Hedge fund managers, or general partners, often work off of a flat fee. The reason for this is a hedge fund is often shared by many partners. As a means of protection, all partners are allotted a share of the fund. This fee is what is considered income for a hedge fund manager. This flat fee comes with carried interest.
What’s with Carried Interest?
Carried interest is often a larger amount than the management fee. The reason this is considered a loophole is the tax that it saves. A partner’s management fee will be taxed at a high rate. Most partners will owe a high tax rate, on the fee, along with social security, Medicare and other typical employment taxes. With carried interest the tax rate is much lower.
How it Helps
With carried interest taxed at 20 percent, versus 30.6 percent of the management fee, taking home a carried interest is much more financially desirable.

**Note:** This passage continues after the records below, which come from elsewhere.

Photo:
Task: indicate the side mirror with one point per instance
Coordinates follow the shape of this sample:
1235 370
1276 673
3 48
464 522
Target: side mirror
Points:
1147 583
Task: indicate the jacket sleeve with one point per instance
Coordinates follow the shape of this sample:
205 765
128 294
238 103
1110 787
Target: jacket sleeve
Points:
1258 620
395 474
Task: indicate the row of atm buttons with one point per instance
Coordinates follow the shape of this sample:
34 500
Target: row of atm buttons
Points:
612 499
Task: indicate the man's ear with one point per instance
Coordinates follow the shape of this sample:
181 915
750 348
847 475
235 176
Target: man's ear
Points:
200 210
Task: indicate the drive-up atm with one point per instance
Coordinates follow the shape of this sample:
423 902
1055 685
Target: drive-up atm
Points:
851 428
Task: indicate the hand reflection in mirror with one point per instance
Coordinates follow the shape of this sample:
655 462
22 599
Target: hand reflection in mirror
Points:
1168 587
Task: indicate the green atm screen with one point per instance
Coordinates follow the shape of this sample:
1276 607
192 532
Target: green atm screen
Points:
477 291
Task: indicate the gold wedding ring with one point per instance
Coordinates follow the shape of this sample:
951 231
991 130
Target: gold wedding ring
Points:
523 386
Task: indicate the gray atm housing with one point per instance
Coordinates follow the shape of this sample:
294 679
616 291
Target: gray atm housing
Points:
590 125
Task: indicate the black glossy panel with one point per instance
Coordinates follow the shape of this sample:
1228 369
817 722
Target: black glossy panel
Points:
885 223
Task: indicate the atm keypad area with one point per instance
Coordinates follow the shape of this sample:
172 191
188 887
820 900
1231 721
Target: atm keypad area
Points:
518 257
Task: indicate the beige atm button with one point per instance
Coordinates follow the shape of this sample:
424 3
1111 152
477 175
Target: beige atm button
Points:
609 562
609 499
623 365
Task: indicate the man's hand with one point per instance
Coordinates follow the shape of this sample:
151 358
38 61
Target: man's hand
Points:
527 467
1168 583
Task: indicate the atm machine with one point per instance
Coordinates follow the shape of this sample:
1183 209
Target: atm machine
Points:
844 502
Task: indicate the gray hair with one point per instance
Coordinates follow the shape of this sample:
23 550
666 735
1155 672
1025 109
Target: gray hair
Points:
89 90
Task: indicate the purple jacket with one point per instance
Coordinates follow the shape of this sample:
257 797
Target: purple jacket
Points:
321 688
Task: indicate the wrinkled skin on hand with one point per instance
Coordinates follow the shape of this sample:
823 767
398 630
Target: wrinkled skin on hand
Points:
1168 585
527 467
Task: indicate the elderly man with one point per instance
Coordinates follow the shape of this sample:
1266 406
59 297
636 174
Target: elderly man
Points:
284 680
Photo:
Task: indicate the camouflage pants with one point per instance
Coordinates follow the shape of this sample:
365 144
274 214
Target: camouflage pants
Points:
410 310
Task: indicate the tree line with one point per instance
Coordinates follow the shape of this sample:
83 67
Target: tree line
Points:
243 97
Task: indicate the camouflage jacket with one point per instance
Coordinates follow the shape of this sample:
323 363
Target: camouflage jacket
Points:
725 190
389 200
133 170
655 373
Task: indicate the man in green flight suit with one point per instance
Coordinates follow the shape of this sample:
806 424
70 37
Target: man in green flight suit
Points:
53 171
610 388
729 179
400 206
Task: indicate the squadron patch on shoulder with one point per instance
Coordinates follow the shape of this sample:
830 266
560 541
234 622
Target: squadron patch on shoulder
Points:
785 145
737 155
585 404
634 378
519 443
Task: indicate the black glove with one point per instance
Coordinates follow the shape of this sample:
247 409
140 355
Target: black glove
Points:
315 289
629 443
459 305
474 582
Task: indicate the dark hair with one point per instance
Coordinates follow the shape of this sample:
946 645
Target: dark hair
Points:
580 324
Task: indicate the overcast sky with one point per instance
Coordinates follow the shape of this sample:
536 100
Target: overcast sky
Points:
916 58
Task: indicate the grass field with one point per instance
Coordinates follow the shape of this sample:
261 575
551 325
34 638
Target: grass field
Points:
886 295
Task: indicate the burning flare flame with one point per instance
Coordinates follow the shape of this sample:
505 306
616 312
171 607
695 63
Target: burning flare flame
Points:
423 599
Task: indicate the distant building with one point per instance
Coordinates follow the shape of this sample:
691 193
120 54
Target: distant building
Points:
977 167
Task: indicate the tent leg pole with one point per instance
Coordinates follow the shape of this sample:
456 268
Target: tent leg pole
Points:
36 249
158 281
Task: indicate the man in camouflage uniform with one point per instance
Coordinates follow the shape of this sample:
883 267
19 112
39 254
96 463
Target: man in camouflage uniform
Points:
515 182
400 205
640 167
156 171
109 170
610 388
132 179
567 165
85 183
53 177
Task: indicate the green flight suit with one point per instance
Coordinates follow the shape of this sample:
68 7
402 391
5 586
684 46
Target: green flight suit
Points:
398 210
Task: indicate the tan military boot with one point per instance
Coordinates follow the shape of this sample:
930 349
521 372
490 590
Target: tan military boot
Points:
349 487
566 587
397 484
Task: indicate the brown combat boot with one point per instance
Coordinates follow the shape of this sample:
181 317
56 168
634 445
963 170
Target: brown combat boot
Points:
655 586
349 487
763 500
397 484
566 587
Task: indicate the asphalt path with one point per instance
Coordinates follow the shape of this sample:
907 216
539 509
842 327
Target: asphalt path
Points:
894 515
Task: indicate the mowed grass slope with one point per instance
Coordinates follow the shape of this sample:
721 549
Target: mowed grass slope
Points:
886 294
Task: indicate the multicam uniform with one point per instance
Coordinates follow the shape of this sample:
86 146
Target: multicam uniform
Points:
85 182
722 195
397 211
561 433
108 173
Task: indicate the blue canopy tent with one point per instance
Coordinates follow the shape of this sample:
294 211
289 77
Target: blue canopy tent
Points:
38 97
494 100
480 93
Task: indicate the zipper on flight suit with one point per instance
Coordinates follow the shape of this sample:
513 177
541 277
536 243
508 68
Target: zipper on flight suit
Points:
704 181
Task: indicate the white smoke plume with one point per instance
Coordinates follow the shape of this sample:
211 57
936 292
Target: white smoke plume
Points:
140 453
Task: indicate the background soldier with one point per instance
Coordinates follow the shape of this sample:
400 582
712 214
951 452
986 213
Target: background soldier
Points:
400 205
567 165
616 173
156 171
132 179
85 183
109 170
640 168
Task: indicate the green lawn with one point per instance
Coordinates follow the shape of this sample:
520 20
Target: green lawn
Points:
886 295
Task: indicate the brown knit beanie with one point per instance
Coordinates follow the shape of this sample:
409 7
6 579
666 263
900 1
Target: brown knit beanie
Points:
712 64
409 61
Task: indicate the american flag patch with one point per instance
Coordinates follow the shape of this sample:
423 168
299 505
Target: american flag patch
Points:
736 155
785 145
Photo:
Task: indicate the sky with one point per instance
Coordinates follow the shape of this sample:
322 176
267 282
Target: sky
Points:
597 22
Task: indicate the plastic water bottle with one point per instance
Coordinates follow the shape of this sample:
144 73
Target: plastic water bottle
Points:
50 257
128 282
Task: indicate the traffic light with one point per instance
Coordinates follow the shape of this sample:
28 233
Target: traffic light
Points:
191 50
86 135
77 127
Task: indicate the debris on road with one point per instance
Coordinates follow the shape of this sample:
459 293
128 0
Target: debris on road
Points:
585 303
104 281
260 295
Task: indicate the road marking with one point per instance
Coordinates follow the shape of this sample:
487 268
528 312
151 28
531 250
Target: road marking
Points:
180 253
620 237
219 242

By earning mostly carried interest, the partner receives a large sum which is out of the ordinary income tax realm. This is one of the reasons why hedge fund partners make more than most but are taxed at a lower rate than the average person.
Closing the Loophole
Carried interest is a loophole; however it is a loophole typically used by those who are hedge fund managers or work in the capital gains business. Some argue that closing this tax loophole may help the federal budget, taking the pressure off of other Americans. Closing the loophole or leaving it open continues to be a heated debate each tax season.